Monday, January 21, 2008

Slowing Down? Nah.

I've been thinking about what Naomi said in response to my January 15 post, Slow Down Week or Slow Down Life... "a good thought, a useful notion. but can i do it in new york city? whizzing all around me...we need a slowdown support group. . . ."

It occurs to me that I don't think there's absolute virtue in slowing down at all. To me, it's about being engaged, fully present, striving for genuine contentment.

I thought about you, Naomi, living in New York and I felt a twinge of envy. There's no place else I'd rather be than in New York. It's where I feel most alive, fully engaged, most like myself, comfortable in my own skin.

Ultimately, for me, the essence of Slow Down is an awareness of self - of what makes me right in my own skin. Awareness of what I am doing, with my time, my activities, my life.

It's not about speed or altering one's personal tempo, but attention, engagement, happiness wherever we are, lazing in a hammock or scurrying about the city.
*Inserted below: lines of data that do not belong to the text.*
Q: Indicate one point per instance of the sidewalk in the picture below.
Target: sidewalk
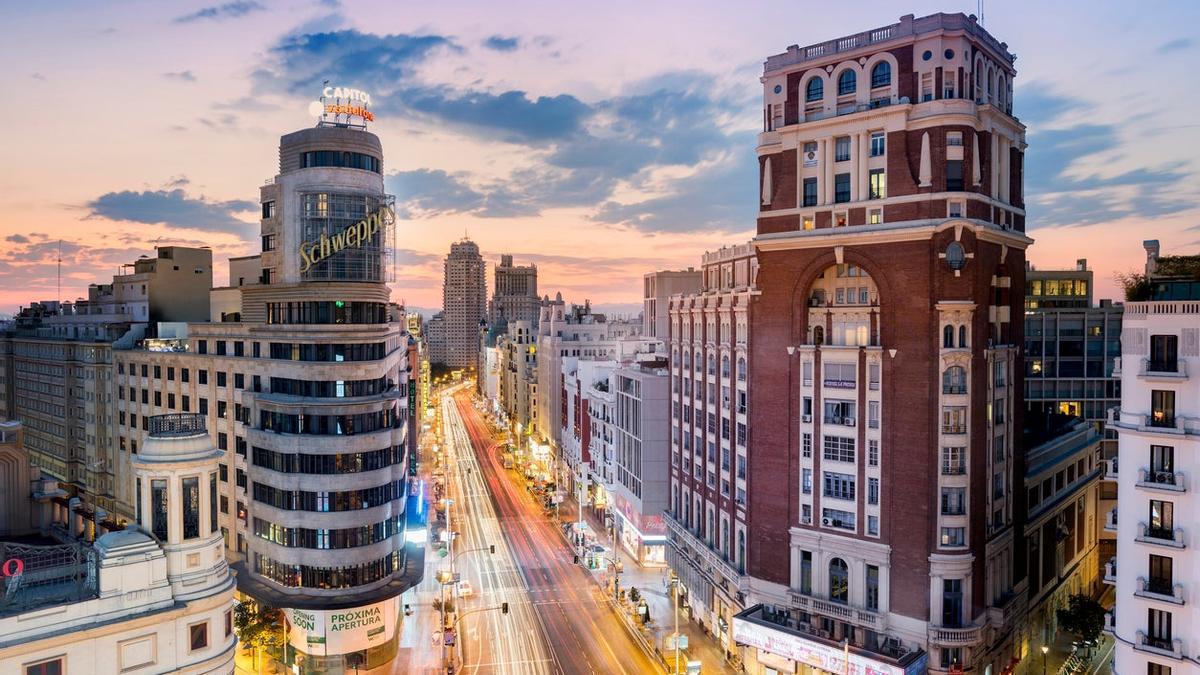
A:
(653, 585)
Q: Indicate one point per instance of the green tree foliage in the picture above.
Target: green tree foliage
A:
(258, 627)
(1083, 616)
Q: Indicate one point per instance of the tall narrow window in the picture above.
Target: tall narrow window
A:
(191, 507)
(839, 580)
(873, 587)
(213, 502)
(159, 508)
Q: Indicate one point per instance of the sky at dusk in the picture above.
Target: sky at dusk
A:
(599, 141)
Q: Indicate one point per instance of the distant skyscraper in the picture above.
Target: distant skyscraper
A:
(515, 296)
(463, 303)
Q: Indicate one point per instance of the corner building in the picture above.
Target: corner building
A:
(306, 392)
(882, 495)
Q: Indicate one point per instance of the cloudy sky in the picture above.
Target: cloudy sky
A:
(600, 141)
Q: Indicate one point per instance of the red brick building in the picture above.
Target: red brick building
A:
(885, 454)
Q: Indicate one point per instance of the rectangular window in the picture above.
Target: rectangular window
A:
(198, 635)
(954, 501)
(879, 185)
(954, 175)
(191, 507)
(841, 187)
(838, 485)
(839, 448)
(873, 587)
(52, 667)
(810, 191)
(954, 461)
(879, 144)
(953, 537)
(1162, 404)
(159, 508)
(841, 149)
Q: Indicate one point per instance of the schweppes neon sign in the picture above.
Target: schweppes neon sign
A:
(352, 237)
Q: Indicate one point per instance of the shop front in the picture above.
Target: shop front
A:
(773, 643)
(342, 640)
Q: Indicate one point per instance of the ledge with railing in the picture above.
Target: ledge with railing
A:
(955, 637)
(1170, 647)
(1156, 479)
(1152, 369)
(1162, 590)
(1161, 536)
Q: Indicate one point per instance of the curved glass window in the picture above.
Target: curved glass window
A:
(954, 380)
(327, 311)
(331, 388)
(329, 424)
(881, 75)
(339, 159)
(815, 90)
(839, 580)
(329, 352)
(345, 538)
(341, 463)
(325, 501)
(306, 577)
(846, 82)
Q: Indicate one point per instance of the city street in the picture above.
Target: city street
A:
(576, 620)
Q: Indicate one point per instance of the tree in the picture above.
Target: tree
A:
(1083, 616)
(258, 627)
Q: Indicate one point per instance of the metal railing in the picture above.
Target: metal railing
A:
(177, 424)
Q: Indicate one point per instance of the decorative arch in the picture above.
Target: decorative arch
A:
(810, 273)
(893, 65)
(810, 84)
(840, 71)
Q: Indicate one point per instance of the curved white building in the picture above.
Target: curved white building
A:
(1157, 569)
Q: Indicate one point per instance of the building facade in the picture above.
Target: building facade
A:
(154, 597)
(658, 287)
(463, 304)
(886, 336)
(57, 369)
(709, 342)
(307, 396)
(515, 293)
(1156, 621)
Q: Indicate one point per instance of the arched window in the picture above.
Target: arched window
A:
(815, 90)
(846, 82)
(954, 380)
(839, 580)
(881, 75)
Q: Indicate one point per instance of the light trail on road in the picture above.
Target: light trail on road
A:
(574, 615)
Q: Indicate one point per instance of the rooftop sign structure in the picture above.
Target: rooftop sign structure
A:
(340, 106)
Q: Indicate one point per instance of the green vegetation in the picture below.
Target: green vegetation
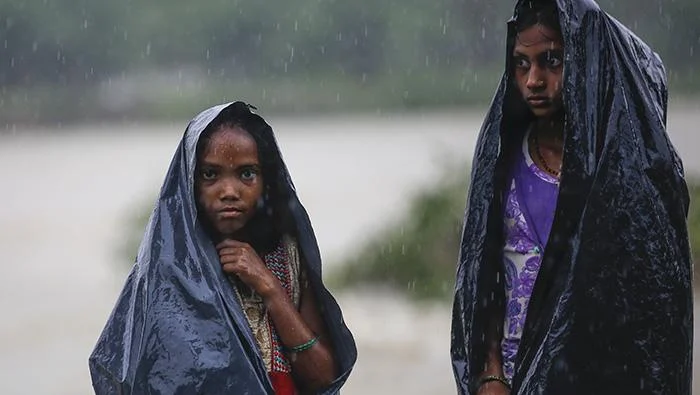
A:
(418, 255)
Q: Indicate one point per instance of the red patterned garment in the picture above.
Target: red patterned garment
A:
(283, 262)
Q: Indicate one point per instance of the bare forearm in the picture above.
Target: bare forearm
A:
(314, 366)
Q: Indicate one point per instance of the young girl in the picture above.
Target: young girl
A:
(226, 295)
(575, 272)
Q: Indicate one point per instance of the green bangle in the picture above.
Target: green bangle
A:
(488, 379)
(304, 346)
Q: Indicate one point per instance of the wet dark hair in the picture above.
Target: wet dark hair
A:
(535, 12)
(273, 216)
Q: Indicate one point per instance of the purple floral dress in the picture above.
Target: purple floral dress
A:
(528, 216)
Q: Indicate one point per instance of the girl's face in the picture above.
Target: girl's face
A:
(538, 58)
(229, 181)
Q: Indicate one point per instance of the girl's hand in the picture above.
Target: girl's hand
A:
(240, 259)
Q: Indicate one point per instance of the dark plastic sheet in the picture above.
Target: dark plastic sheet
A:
(611, 312)
(177, 327)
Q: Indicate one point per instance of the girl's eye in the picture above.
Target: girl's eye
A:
(208, 174)
(249, 174)
(522, 63)
(554, 62)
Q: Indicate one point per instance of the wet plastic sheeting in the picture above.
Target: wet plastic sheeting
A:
(611, 311)
(177, 327)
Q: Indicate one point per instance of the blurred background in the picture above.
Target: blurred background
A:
(376, 106)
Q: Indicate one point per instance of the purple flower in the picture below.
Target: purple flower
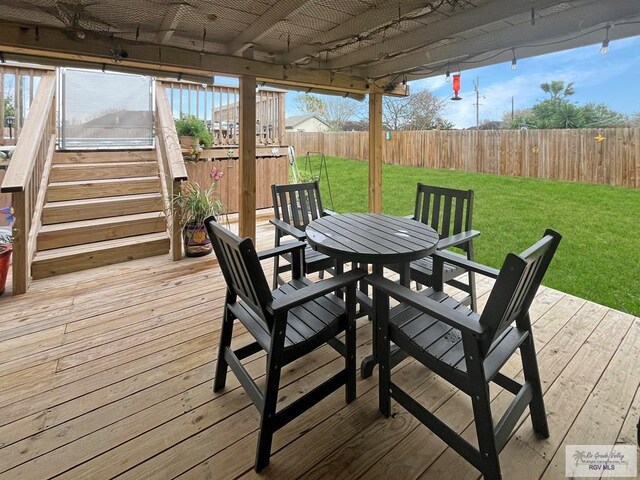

As usual, a poem comes to mind, this one by Philip Appleman. To me, it's always a little bit like Spring in New York City.

Nobody Dies in the Spring

Nobody dies in the spring
on the Upper West Side:
nobody dies.
On the Upper West Side

we're holding hands with strangers
on the Number 5 bus,
and we're singing the sweet
graffiti on the subway,
and kids are skipping patterns through
the bright haze of incinerators,
and beagles and poodles are making a happy
ruin of the sidewalks,
and hot-dog men are racing
their pushcarts down Riverside Drive,
and Con Ed is tearing up Broadway
from Times Square to the Bronx,
and the world is a morning miracle
of sirens and horns and jackhammers
and Baskin-Robbins' 31 kinds of litter
and sausages at Zabar's floating
overhead like blimps--oh,
it is no place for dying, not
on the Upper West Side, in springtime.

There will be a time
for the smell of burning leaves at Barnard,
for milkweed winging silky over Grant's Tomb,
for apples falling to grass in Needle Park;
but not in all this fresh new golden
smog: now there is something
breaking loose in people's chests,
something that makes butchers and bus boys
and our neighborhood narcs and muggers
go whistling in the streets--now
there is something with goat feet out there, not
waiting for the WALK light, piping
life into West End window-boxes,
pollinating weeds around
condemned residential hotels,
and prancing along at the head
of every elbowing crowd on the West Side,
singing:
Follow me-- it's spring--
and nobody dies.

"Nobody Dies in the Spring," by Philip Appleman, from New and Selected Poems, 1956-1996. © University of Arkansas Press.